Hawkmistress! A DARKOVER NOVEL by Marion Zimmer Bradley

Out on the field, dark flapping forms hovered, waiting. Then one swept down to where a dead horse lay, already bloating, and thrust in his beak with a great raucous cry of joy. Another flapped down and another, and then dozens, hundreds . . . feasting, calling out joyously to one another. Romilly picked up a thought from somewhere, she could not tell whether from one of the Swordswomen beside her at the grave, or someone out of sight on the dark campground, the defeat of men is the joy of the carrion-bird, where men mourn the kyorebni make holiday . . . and dropped her shovel, sickened. She tried to pick it up, but suddenly doubled over, retching. She had not eaten since morning; nothing came up but a little green bile, but she stayed there, doubled over, sick and exhausted, too sickened even to weep.

Jandria came and led her silently inside the tent. Two Swordswomen were tending the wounds of three others, one woman with a clingfire burn on her hand which was still burning inward, another unconscious from a sword-cut across her head, and still another with a leg broken when her horse fell and rolled on her. One looked up, frowning, as Jandria led Romilly inside and pushed her down on a blanket.

“She is unwounded – she should be helping to bury our dead!”

Jandria said gruffly, “There is more than one kind of wound!” She held Romilly close, rocking her, stroking her hair, soothing her, but the girl was unaware of the touch, lost in a desperate solitude where she sought and sought for the dead. .. .

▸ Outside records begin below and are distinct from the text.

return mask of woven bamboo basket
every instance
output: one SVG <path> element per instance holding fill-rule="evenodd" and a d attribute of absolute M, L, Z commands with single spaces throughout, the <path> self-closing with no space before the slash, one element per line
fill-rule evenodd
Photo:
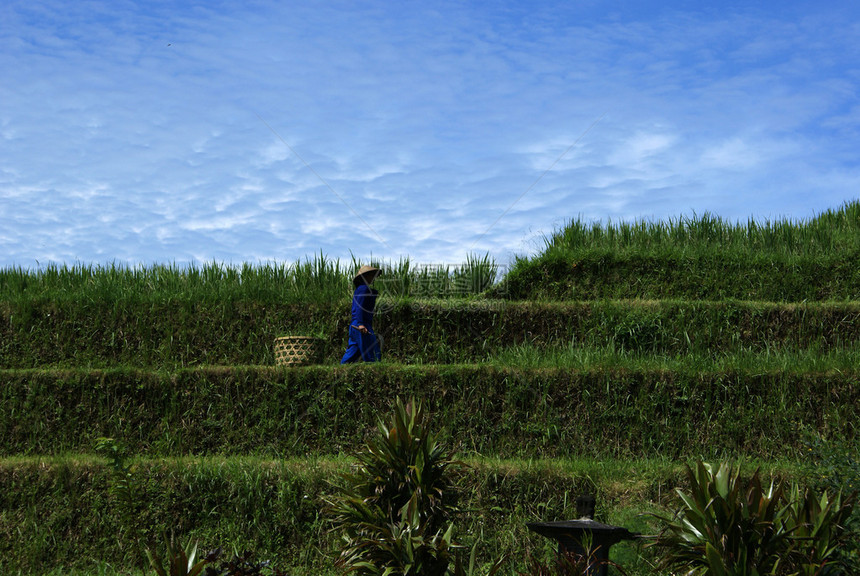
<path fill-rule="evenodd" d="M 322 339 L 311 336 L 275 338 L 275 363 L 279 366 L 307 366 L 319 361 Z"/>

Romilly wandered in a dark dream, as if on a great grey plain, where she saw Clea before her, laughing, riding on one of the dead horses, and Prudence perched on her fist.. . but they were so far ahead, no matter how she raced, her feet were stuck as if she waded through thick syrup and she could not catch up with them, never, never….

Somewhere Romilly heard a voice, she felt she ought to know the voice but she did not, saying, She has never learned to shut it out. This time, perhaps, I can give her barriers, but there is really no remedy. She is a wild telepath and she has no protection.

Romilly only knew that someone . . . Carolin? Lady Maura? . . . touched her forehead lightly, and she was back in the tent of the Swordswomen again, and the great desolate grey plain of death was gone. She clung to Jandria, shuddering and weeping.

“Clea’s dead. And my horses, all my horses . . . and the birds …” she wept.

Jandria held and rocked her. “I know, dear. I know,” she whispered, “It’s all right, cry for them if you must, cry, we are all here with you.” and Romilly thought, in dull amazement, She is crying too.

And she did not know why that should seem strange to her.

CHAPTER EIGHT

Romilly woke, on the morning after the battle, to a grey and dismal day of heavy rain. On the field nothing stirred except the omnipresent carrion-birds, undaunted by the downpour, feeding on the bodies of men and horses.

It makes no difference to her now, Romilly thought, but even so she was grateful that Clea lay in the earth, her body guarded from the fierce beaks of the quarreling kyorebni. Yet one way or another, her body would return to its native elements, food for the small crawling things in the earth, to feed grasses and trees. She had become part of the great and endless cycle of life, where those who fed on the earth became in turn food for the earth. Why, then, should I grieve? Romilly asked herself, but the answer came without thought.

Her death did not come in the full course of time, when she had lived out her days. She died in a quarrel between kings which was none of her making. And yet, troubled, she remembered how she had met with Lyondri Hastur. Lyondri’s cruelties were many, while Carolin at least seemed to feel that it was his duty to serve and protect those who lived in the lands he had been born to reign over.